What is Your Resume Writing IQ?
Most job applicants cannot pass a pop quiz on their own resume. Resume writing is not just about looking good. You better be informed about what you have included and be ready to back yourself up.
Are You Ready for the Resume Writing Pop Quiz?
Many employers will be giving you a quiz at your interview. They will have specific questions prepared taken directly from your submission. If you cannot answer these questions satisfactorily, most employers will cut your time short. If you do not know yourself and your experience well, you will appear that you are unprepared, not knowledgeable, or even worse; untruthful.
After years of hiring and conducting interviews, I have found that more than half of job hunters could not adequately answer questions about their own resume. I would prepare questions for each person before they arrived. Every answer was found on their resumes. Here are some of my actual questions and some typical answers I received while interviewing:
Me: “I am impressed that in your last position you helped increase annual revenues by… how much was it?”
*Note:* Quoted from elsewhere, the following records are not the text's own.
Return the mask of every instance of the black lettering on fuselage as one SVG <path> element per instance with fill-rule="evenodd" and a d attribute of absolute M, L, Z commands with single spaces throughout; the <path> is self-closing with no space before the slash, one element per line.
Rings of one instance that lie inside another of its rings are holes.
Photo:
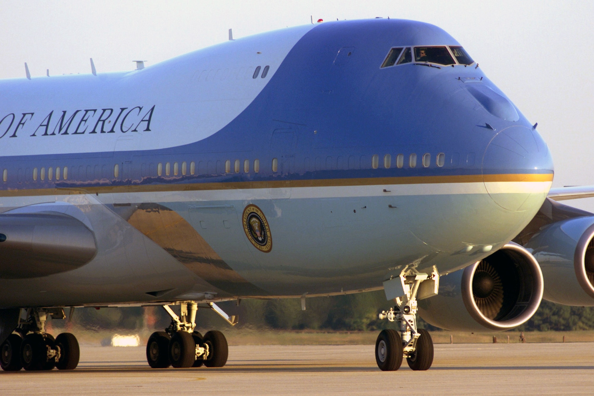
<path fill-rule="evenodd" d="M 129 130 L 130 130 L 130 128 L 132 128 L 132 127 L 134 126 L 134 123 L 132 122 L 132 125 L 130 125 L 129 128 L 127 129 L 125 131 L 124 130 L 124 123 L 126 121 L 126 118 L 128 117 L 128 116 L 130 114 L 130 113 L 132 112 L 132 111 L 134 110 L 134 109 L 138 109 L 138 114 L 137 114 L 137 115 L 140 114 L 140 112 L 143 111 L 143 108 L 141 106 L 137 106 L 136 107 L 133 107 L 128 111 L 128 112 L 126 113 L 126 115 L 124 116 L 123 118 L 122 118 L 122 122 L 119 124 L 119 130 L 121 131 L 122 133 L 125 133 L 126 132 L 128 132 Z"/>
<path fill-rule="evenodd" d="M 41 124 L 39 124 L 39 126 L 37 127 L 37 129 L 36 129 L 35 131 L 33 132 L 33 134 L 31 135 L 31 136 L 36 136 L 37 135 L 36 135 L 35 134 L 37 133 L 37 130 L 39 130 L 39 129 L 42 127 L 45 127 L 45 132 L 44 132 L 42 136 L 48 136 L 48 131 L 49 129 L 49 122 L 50 121 L 52 121 L 52 114 L 53 114 L 53 110 L 49 112 L 49 114 L 48 114 L 48 115 L 46 116 L 45 118 L 43 118 L 43 121 L 42 121 L 41 122 Z"/>
<path fill-rule="evenodd" d="M 4 120 L 6 120 L 6 118 L 7 117 L 10 116 L 10 115 L 12 115 L 12 119 L 11 120 L 10 124 L 8 124 L 8 127 L 6 128 L 5 131 L 4 131 L 4 133 L 2 134 L 2 136 L 0 136 L 0 139 L 2 139 L 2 137 L 4 137 L 4 135 L 5 135 L 8 132 L 8 131 L 10 130 L 11 127 L 12 126 L 12 122 L 14 122 L 14 113 L 11 113 L 10 114 L 7 114 L 6 115 L 4 116 L 4 118 L 3 118 L 2 120 L 0 120 L 0 125 L 1 125 L 2 124 L 2 122 L 4 122 Z"/>
<path fill-rule="evenodd" d="M 122 113 L 124 112 L 124 111 L 127 108 L 128 108 L 127 107 L 121 107 L 121 108 L 119 108 L 119 114 L 118 115 L 118 117 L 116 117 L 115 121 L 113 121 L 113 125 L 112 125 L 112 130 L 108 131 L 108 133 L 115 133 L 115 125 L 118 124 L 118 120 L 119 120 L 119 117 L 121 115 L 122 115 Z"/>
<path fill-rule="evenodd" d="M 147 114 L 145 114 L 144 115 L 144 117 L 143 117 L 143 119 L 141 120 L 140 121 L 139 121 L 137 124 L 136 124 L 136 128 L 134 128 L 133 130 L 132 130 L 132 132 L 138 132 L 138 125 L 140 125 L 143 122 L 146 122 L 147 123 L 147 127 L 144 129 L 144 132 L 146 132 L 147 131 L 148 131 L 149 132 L 150 131 L 150 120 L 151 120 L 151 118 L 153 118 L 153 110 L 154 110 L 154 105 L 153 105 L 153 107 L 151 107 L 150 108 L 150 110 L 149 110 L 148 111 L 147 111 Z M 140 114 L 140 111 L 138 112 L 138 114 Z M 148 118 L 147 118 L 147 115 L 148 116 Z"/>
<path fill-rule="evenodd" d="M 29 118 L 29 120 L 31 120 L 31 118 L 33 118 L 33 114 L 34 114 L 35 113 L 23 113 L 23 117 L 21 117 L 21 121 L 18 121 L 18 124 L 17 124 L 17 127 L 14 128 L 14 132 L 13 132 L 12 134 L 10 136 L 10 137 L 17 137 L 17 131 L 18 130 L 18 127 L 24 127 L 24 126 L 25 126 L 25 122 L 27 122 L 27 120 L 25 120 L 25 118 L 27 115 L 30 115 L 31 117 Z M 21 128 L 21 129 L 22 129 L 22 128 Z"/>
<path fill-rule="evenodd" d="M 87 130 L 87 127 L 86 127 L 87 121 L 89 121 L 89 117 L 87 117 L 87 114 L 91 112 L 91 111 L 93 112 L 93 115 L 94 115 L 95 113 L 97 112 L 97 109 L 90 109 L 89 110 L 84 111 L 84 114 L 83 114 L 83 118 L 80 119 L 80 121 L 78 121 L 78 125 L 77 125 L 76 129 L 74 130 L 74 132 L 72 132 L 73 135 L 81 135 L 85 133 L 85 131 Z M 79 132 L 78 128 L 80 128 L 81 125 L 82 125 L 83 124 L 84 124 L 86 125 L 84 127 L 84 130 L 82 132 Z"/>
<path fill-rule="evenodd" d="M 103 118 L 103 114 L 108 110 L 109 111 L 109 114 L 108 114 L 107 117 Z M 105 127 L 105 121 L 106 121 L 111 115 L 113 114 L 113 109 L 101 109 L 101 115 L 99 115 L 99 119 L 97 120 L 97 123 L 95 124 L 95 127 L 93 128 L 93 130 L 89 132 L 89 133 L 97 133 L 97 126 L 99 125 L 99 122 L 101 122 L 101 133 L 105 133 L 107 131 L 103 130 Z"/>
<path fill-rule="evenodd" d="M 76 111 L 74 112 L 74 114 L 70 116 L 69 118 L 66 120 L 66 125 L 65 125 L 66 128 L 65 128 L 64 122 L 64 118 L 66 118 L 66 111 L 65 110 L 62 111 L 62 116 L 60 117 L 60 119 L 59 120 L 58 120 L 58 122 L 56 123 L 56 126 L 53 128 L 53 131 L 49 134 L 50 135 L 56 134 L 56 128 L 58 128 L 58 126 L 59 126 L 59 128 L 58 130 L 58 134 L 61 134 L 60 133 L 62 132 L 62 131 L 64 131 L 64 133 L 62 133 L 61 134 L 62 135 L 68 134 L 68 128 L 70 128 L 70 125 L 72 123 L 72 120 L 74 120 L 74 117 L 75 117 L 76 115 L 78 114 L 79 112 L 80 112 L 80 110 L 77 110 Z"/>

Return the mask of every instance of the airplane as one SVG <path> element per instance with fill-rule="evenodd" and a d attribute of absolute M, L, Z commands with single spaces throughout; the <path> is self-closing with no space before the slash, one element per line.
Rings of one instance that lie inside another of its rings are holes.
<path fill-rule="evenodd" d="M 594 215 L 453 37 L 375 18 L 287 28 L 122 73 L 0 81 L 0 365 L 70 370 L 50 318 L 162 306 L 151 367 L 222 367 L 196 310 L 384 290 L 378 367 L 435 326 L 505 331 L 594 305 Z M 48 73 L 49 74 L 49 73 Z M 170 306 L 179 307 L 174 311 Z"/>

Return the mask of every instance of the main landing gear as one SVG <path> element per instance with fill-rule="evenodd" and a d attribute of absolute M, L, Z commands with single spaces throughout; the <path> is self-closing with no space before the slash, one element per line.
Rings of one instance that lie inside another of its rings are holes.
<path fill-rule="evenodd" d="M 220 331 L 211 330 L 203 337 L 196 327 L 198 304 L 193 301 L 180 304 L 178 316 L 168 305 L 163 307 L 171 316 L 171 325 L 165 331 L 156 331 L 147 343 L 147 360 L 153 369 L 174 367 L 223 367 L 227 363 L 229 347 Z M 214 310 L 232 325 L 237 324 L 235 316 L 229 316 L 214 303 L 207 307 Z"/>
<path fill-rule="evenodd" d="M 426 330 L 416 328 L 417 297 L 419 287 L 424 281 L 427 281 L 424 286 L 430 288 L 423 288 L 423 297 L 437 294 L 438 279 L 439 275 L 436 271 L 431 276 L 417 274 L 402 275 L 400 279 L 393 279 L 394 282 L 400 281 L 402 288 L 398 287 L 396 288 L 403 291 L 404 295 L 395 298 L 396 306 L 388 311 L 382 311 L 380 319 L 396 322 L 398 323 L 399 331 L 387 329 L 383 330 L 377 337 L 375 362 L 380 370 L 398 370 L 405 357 L 409 367 L 413 370 L 428 370 L 431 367 L 433 341 Z M 386 282 L 384 282 L 384 288 L 387 290 L 386 288 Z M 387 291 L 386 296 L 388 296 Z"/>
<path fill-rule="evenodd" d="M 78 364 L 76 337 L 62 333 L 55 338 L 45 332 L 48 317 L 64 319 L 62 308 L 30 308 L 24 319 L 0 345 L 0 366 L 5 371 L 72 370 Z"/>

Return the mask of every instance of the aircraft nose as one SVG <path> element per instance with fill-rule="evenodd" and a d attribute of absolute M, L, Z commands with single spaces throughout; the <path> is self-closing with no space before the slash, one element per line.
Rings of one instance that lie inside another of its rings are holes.
<path fill-rule="evenodd" d="M 553 173 L 548 147 L 532 128 L 514 125 L 502 130 L 483 156 L 485 187 L 495 203 L 508 210 L 540 208 Z"/>

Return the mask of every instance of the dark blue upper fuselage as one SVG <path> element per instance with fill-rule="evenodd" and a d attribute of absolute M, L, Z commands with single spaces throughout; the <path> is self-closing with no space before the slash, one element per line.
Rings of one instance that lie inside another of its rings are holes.
<path fill-rule="evenodd" d="M 380 68 L 392 47 L 457 45 L 441 29 L 412 21 L 320 24 L 293 46 L 247 108 L 210 137 L 159 150 L 5 156 L 2 166 L 9 177 L 0 188 L 552 173 L 541 137 L 476 64 Z M 350 55 L 341 55 L 343 48 Z M 485 157 L 498 133 L 517 125 L 532 130 L 508 134 L 520 149 L 508 144 Z M 445 154 L 443 166 L 436 164 L 439 153 Z M 414 168 L 409 165 L 412 153 L 418 157 Z M 426 167 L 421 163 L 426 153 L 431 155 Z M 391 162 L 385 168 L 387 154 Z M 398 154 L 405 158 L 402 168 L 396 166 Z M 244 172 L 244 161 L 252 164 L 256 159 L 260 172 L 251 165 Z M 232 165 L 226 172 L 225 162 L 236 159 L 241 171 Z M 157 164 L 182 161 L 195 162 L 195 174 L 157 175 Z M 111 171 L 115 164 L 122 169 L 117 177 Z M 106 165 L 106 174 L 80 171 Z M 67 166 L 68 179 L 29 183 L 31 168 L 41 166 Z"/>

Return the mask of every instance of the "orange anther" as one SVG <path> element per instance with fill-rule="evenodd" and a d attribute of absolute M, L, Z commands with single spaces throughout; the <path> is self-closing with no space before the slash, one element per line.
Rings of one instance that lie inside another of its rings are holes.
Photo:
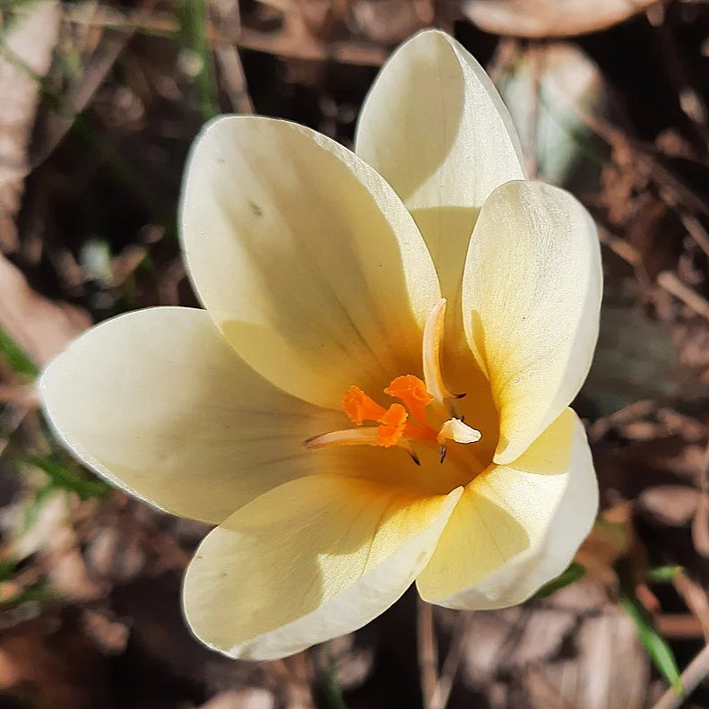
<path fill-rule="evenodd" d="M 418 376 L 412 374 L 397 376 L 384 393 L 403 402 L 419 424 L 428 427 L 426 407 L 433 397 L 426 391 L 426 385 Z"/>
<path fill-rule="evenodd" d="M 378 421 L 386 409 L 367 396 L 359 386 L 350 386 L 342 397 L 342 409 L 352 423 L 361 426 L 363 421 Z"/>
<path fill-rule="evenodd" d="M 406 428 L 409 414 L 400 403 L 393 403 L 379 419 L 381 426 L 376 429 L 376 445 L 388 448 L 399 442 Z"/>

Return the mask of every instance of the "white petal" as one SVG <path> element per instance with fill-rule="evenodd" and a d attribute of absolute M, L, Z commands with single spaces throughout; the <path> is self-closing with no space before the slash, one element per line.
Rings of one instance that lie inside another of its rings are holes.
<path fill-rule="evenodd" d="M 509 113 L 485 70 L 431 30 L 385 65 L 359 116 L 356 152 L 411 211 L 457 316 L 465 249 L 478 212 L 499 185 L 526 177 Z"/>
<path fill-rule="evenodd" d="M 463 312 L 499 411 L 496 463 L 519 457 L 581 388 L 601 283 L 595 225 L 571 195 L 540 182 L 493 192 L 471 239 Z"/>
<path fill-rule="evenodd" d="M 266 382 L 205 311 L 184 307 L 90 330 L 48 367 L 40 391 L 48 419 L 87 466 L 210 523 L 286 480 L 332 470 L 302 443 L 344 418 Z"/>
<path fill-rule="evenodd" d="M 419 591 L 447 608 L 521 603 L 568 566 L 597 511 L 585 432 L 567 409 L 519 460 L 465 489 Z"/>
<path fill-rule="evenodd" d="M 354 153 L 285 121 L 228 117 L 197 140 L 182 238 L 196 290 L 244 359 L 338 408 L 420 369 L 440 296 L 411 215 Z"/>
<path fill-rule="evenodd" d="M 271 660 L 360 627 L 424 566 L 460 494 L 326 475 L 276 488 L 197 549 L 184 588 L 193 631 L 232 657 Z"/>

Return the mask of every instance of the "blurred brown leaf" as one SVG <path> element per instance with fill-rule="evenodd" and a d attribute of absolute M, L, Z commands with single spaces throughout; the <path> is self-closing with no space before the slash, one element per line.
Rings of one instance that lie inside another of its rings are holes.
<path fill-rule="evenodd" d="M 572 37 L 605 30 L 656 0 L 466 0 L 463 13 L 481 30 L 515 37 Z"/>
<path fill-rule="evenodd" d="M 22 272 L 0 255 L 0 326 L 40 367 L 91 325 L 89 315 L 32 290 Z"/>

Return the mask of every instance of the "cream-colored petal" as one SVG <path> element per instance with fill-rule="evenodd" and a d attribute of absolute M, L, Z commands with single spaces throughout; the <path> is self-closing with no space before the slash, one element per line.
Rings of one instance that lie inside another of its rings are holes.
<path fill-rule="evenodd" d="M 199 295 L 264 376 L 339 407 L 420 370 L 440 298 L 409 212 L 354 153 L 309 128 L 255 117 L 210 124 L 184 185 L 182 238 Z"/>
<path fill-rule="evenodd" d="M 578 393 L 601 288 L 596 228 L 571 195 L 523 181 L 492 193 L 468 250 L 463 312 L 499 412 L 496 463 L 518 458 Z"/>
<path fill-rule="evenodd" d="M 423 568 L 461 491 L 427 497 L 328 475 L 276 488 L 203 541 L 185 578 L 187 620 L 250 660 L 355 630 Z"/>
<path fill-rule="evenodd" d="M 39 387 L 49 421 L 88 467 L 169 512 L 215 523 L 286 480 L 332 470 L 302 442 L 344 418 L 274 387 L 205 311 L 186 307 L 99 324 L 49 364 Z"/>
<path fill-rule="evenodd" d="M 420 32 L 384 65 L 362 107 L 355 144 L 412 212 L 452 322 L 480 206 L 499 185 L 526 177 L 497 91 L 455 39 L 437 30 Z"/>
<path fill-rule="evenodd" d="M 566 568 L 597 511 L 586 435 L 566 409 L 522 457 L 466 487 L 419 591 L 447 608 L 521 603 Z"/>

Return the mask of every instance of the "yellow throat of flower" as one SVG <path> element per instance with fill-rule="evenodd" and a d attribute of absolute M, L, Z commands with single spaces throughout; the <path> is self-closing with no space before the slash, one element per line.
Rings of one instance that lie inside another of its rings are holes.
<path fill-rule="evenodd" d="M 359 386 L 350 386 L 342 406 L 357 428 L 346 428 L 316 436 L 305 441 L 307 448 L 334 445 L 398 445 L 419 463 L 411 444 L 414 441 L 437 445 L 440 461 L 445 458 L 448 441 L 469 444 L 480 439 L 480 432 L 455 418 L 451 401 L 464 394 L 452 394 L 443 383 L 441 341 L 445 316 L 445 300 L 441 299 L 426 320 L 423 333 L 423 381 L 411 374 L 397 376 L 384 390 L 402 403 L 381 406 Z M 365 422 L 377 426 L 363 426 Z"/>

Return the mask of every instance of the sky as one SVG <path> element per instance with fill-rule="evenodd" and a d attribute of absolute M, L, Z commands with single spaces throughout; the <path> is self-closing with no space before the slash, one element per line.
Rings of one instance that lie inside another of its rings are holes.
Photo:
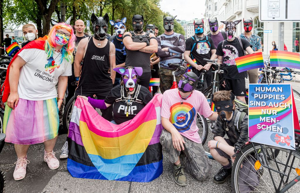
<path fill-rule="evenodd" d="M 180 20 L 200 19 L 205 11 L 205 0 L 161 0 L 160 5 L 163 11 Z"/>

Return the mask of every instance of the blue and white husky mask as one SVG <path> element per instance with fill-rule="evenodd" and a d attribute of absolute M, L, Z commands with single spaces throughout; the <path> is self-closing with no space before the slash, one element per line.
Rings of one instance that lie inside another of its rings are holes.
<path fill-rule="evenodd" d="M 114 21 L 110 20 L 110 23 L 114 27 L 115 31 L 117 35 L 117 38 L 119 39 L 122 39 L 123 37 L 123 34 L 125 32 L 126 30 L 126 26 L 124 23 L 126 22 L 127 18 L 124 17 L 121 20 L 121 21 L 116 23 Z M 124 26 L 124 28 L 121 29 L 122 26 Z"/>

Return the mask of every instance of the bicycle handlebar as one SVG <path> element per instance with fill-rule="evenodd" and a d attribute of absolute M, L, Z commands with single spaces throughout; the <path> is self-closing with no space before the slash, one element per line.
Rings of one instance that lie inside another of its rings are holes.
<path fill-rule="evenodd" d="M 7 58 L 8 59 L 11 59 L 11 58 L 10 56 L 6 56 L 4 55 L 1 55 L 1 57 L 2 58 Z"/>

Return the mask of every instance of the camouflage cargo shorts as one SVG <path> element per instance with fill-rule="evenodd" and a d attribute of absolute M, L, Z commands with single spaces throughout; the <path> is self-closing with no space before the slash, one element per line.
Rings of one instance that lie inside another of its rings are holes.
<path fill-rule="evenodd" d="M 159 76 L 159 89 L 162 94 L 167 90 L 171 88 L 173 85 L 173 76 L 172 72 L 176 70 L 176 69 L 170 70 L 163 68 L 160 68 L 158 70 L 158 76 Z M 182 75 L 176 77 L 177 84 L 178 84 Z"/>
<path fill-rule="evenodd" d="M 186 157 L 186 171 L 199 181 L 204 180 L 208 176 L 212 168 L 211 160 L 206 155 L 202 144 L 196 143 L 182 136 L 185 142 L 183 144 L 184 150 L 183 151 Z M 174 148 L 171 133 L 166 129 L 163 129 L 159 141 L 169 154 L 170 161 L 173 163 L 177 161 L 180 152 Z"/>

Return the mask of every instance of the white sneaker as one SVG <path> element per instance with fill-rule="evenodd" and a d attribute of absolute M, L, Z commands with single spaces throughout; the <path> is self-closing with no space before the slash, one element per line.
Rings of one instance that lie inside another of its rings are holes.
<path fill-rule="evenodd" d="M 18 158 L 17 161 L 14 163 L 16 164 L 15 171 L 14 171 L 14 179 L 17 181 L 23 179 L 26 175 L 26 167 L 27 164 L 30 162 L 27 160 L 27 156 L 21 159 Z"/>
<path fill-rule="evenodd" d="M 44 154 L 44 161 L 46 162 L 48 167 L 51 170 L 55 170 L 59 167 L 59 161 L 55 157 L 55 152 L 47 152 L 45 150 Z"/>
<path fill-rule="evenodd" d="M 69 150 L 68 149 L 68 141 L 67 141 L 64 144 L 62 148 L 62 152 L 59 156 L 59 158 L 61 159 L 68 158 L 68 155 L 69 154 Z"/>

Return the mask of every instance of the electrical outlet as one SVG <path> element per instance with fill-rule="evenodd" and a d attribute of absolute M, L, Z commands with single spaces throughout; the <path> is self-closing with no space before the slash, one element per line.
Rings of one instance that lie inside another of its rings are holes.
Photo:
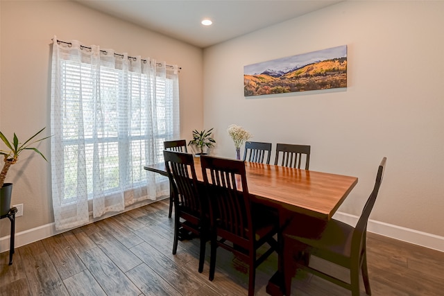
<path fill-rule="evenodd" d="M 20 217 L 21 216 L 23 216 L 23 204 L 15 204 L 12 206 L 12 207 L 14 207 L 17 208 L 17 213 L 15 214 L 15 216 Z"/>

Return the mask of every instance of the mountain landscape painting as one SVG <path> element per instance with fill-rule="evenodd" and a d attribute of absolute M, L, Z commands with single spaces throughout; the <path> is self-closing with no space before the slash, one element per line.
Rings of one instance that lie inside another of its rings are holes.
<path fill-rule="evenodd" d="M 347 87 L 347 46 L 244 67 L 245 96 Z"/>

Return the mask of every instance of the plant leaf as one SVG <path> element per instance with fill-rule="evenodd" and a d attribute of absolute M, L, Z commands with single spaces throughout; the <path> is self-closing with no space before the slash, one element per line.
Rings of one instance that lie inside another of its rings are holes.
<path fill-rule="evenodd" d="M 24 148 L 24 149 L 25 149 L 25 150 L 33 150 L 34 151 L 35 151 L 36 153 L 37 153 L 38 154 L 42 155 L 42 157 L 43 157 L 43 159 L 44 160 L 46 160 L 46 162 L 48 161 L 48 159 L 46 159 L 46 157 L 45 157 L 44 155 L 43 154 L 42 154 L 42 153 L 40 151 L 39 151 L 38 149 L 36 148 L 31 148 L 30 147 L 30 148 Z"/>
<path fill-rule="evenodd" d="M 11 143 L 9 143 L 9 140 L 6 139 L 5 135 L 3 134 L 3 132 L 0 132 L 0 138 L 1 139 L 1 141 L 3 141 L 3 142 L 5 143 L 5 145 L 8 146 L 8 148 L 10 148 L 10 150 L 13 150 L 12 146 L 11 146 Z"/>

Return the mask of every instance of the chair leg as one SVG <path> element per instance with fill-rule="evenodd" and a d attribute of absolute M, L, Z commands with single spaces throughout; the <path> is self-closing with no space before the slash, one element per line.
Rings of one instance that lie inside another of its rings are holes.
<path fill-rule="evenodd" d="M 178 241 L 179 240 L 179 233 L 180 229 L 180 218 L 177 213 L 174 214 L 174 241 L 173 242 L 173 254 L 176 255 L 176 252 L 178 251 Z"/>
<path fill-rule="evenodd" d="M 205 245 L 207 243 L 206 236 L 200 234 L 200 253 L 199 254 L 199 273 L 203 271 L 203 263 L 205 260 Z"/>
<path fill-rule="evenodd" d="M 359 296 L 359 266 L 358 264 L 352 264 L 350 270 L 350 282 L 352 296 Z"/>
<path fill-rule="evenodd" d="M 248 270 L 248 296 L 255 295 L 255 281 L 256 279 L 256 268 L 255 261 L 256 261 L 256 251 L 250 250 L 250 258 L 248 259 L 250 268 Z"/>
<path fill-rule="evenodd" d="M 169 184 L 169 211 L 168 212 L 168 218 L 171 218 L 171 214 L 173 214 L 173 203 L 174 201 L 173 198 L 174 197 L 174 192 L 173 191 L 173 186 L 170 183 Z"/>
<path fill-rule="evenodd" d="M 362 265 L 361 266 L 362 271 L 362 279 L 364 280 L 364 286 L 366 287 L 366 293 L 368 295 L 372 295 L 372 290 L 370 288 L 370 280 L 368 279 L 368 269 L 367 268 L 367 254 L 366 252 L 362 255 Z"/>
<path fill-rule="evenodd" d="M 282 291 L 284 295 L 289 295 L 291 292 L 291 279 L 295 273 L 294 262 L 291 254 L 291 248 L 284 246 L 284 260 L 282 264 L 284 268 L 284 288 Z"/>
<path fill-rule="evenodd" d="M 210 276 L 208 279 L 210 281 L 214 279 L 214 271 L 216 270 L 216 253 L 217 248 L 217 237 L 213 236 L 211 240 L 211 253 L 210 254 Z"/>

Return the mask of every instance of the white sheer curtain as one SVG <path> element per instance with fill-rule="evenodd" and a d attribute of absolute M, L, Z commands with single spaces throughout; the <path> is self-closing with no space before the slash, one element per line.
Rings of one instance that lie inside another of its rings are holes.
<path fill-rule="evenodd" d="M 177 66 L 78 41 L 52 53 L 51 128 L 56 227 L 85 224 L 107 212 L 169 194 L 168 182 L 144 170 L 163 160 L 179 136 Z"/>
Applicant: (looking stunned) “I think it was more than 50%, maybe 52% something like that.”
(In this case the figure was actually 5.2%)
Me: “What was your grade average at Princeton?”
Applicant: “Over 3, I believe.”
Me: “What years were you at Cisco Systems?”
Applicant: “Four or Five.”
I repeated my questions to allow for nerves and received the same answers. While those three incidents involve numbers, there were many interviews where applicants seemed to be unaware of, unprepared to provide specific examples of, or unable to answer any questions about, their own knowledge and experience.
Me: “Would you tell me about how you often took the initiative to start projects on your last job?”
(Resume stated: “often took the initiative for projects”)
Applicant: “I need to think about that one.”
Me: “How did you create a cost effective PPC campaign for your company that had a 4.6% annual sales conversion rate?”
Applicant: “Um, well, um, that involved working extra hours as I am not opposed to doing whatever it takes to get the job done.”
That answer might give an employer the impression of dishonesty. While this applicant did attempt to turn a lack of preparedness into a positive answer, the answer ruled him out of the running.
While you might look great on paper, you better be prepared to answer questions about your statements. Prepare as many questions as you can about your knowledge, skills, ability, and education. If you make statements that cite examples, answer with one to three sentences that can explain or support your resume. Keep your answers short. One of the top interview mistakes job hunters make is talking too much.
You Can Often Cheat!
Make sure you know your own resume and have a copy in front of you at the interview (this is usually acceptable.) Having two copies is even better, just in case the interviewer asks for one.
Use your copy just in case you cannot remember something. You still need to be well rehearsed. Do not rely on reading your answers. This will make you look just as unprepared.
Being able to respond accurately and relevantly with short answers to an employer’s questions is vital for a job candidate to keep from being eliminated. Refrain from talking about anything that is not relevant to the question. This is easier when you have prepared possible questions and rehearsed answers.
Keep in mind that job interviews are not just about you, they are your opportunity to learn more about the position and the company. Having questions of your own prepared is also important.
The timing of your questions is crucial. Asking a question immediately after responding with an answer to one of their questions can put you at an advantage. In some cases, this can help your image and relax the interviewer. If the interviewer welcomes your question and spends time answering, this might reduce the number of questions you will be asked.
Interviewer: “How is your attention to detail?”
Applicant: “My skills include a highly developed attention to detail as my last job involved the calibrating of back up mechanical traffic control instruments. Does your position require this level of attention to detail?”
You should try this once and gauge the interviewer’s response. You can judge whether or not you should be asking a question on the tail of your answer by the behavior of the interviewer. If the interviewer immediately answers your question without looking perturbed you might continue asking questions after answering. If the interviewer says something to the effect of “there will be time for questions later,” refrain from this technique.
When you go to an interview, be prepared for a pop quiz. Know your own facts and figures, the dates and time periods, and be ready to provide specific examples and backup for your statements. Have specific questions ready to ask the interviewer. When you walk into an interview with confidence, you will most always do better. This is one pop quiz you should ace.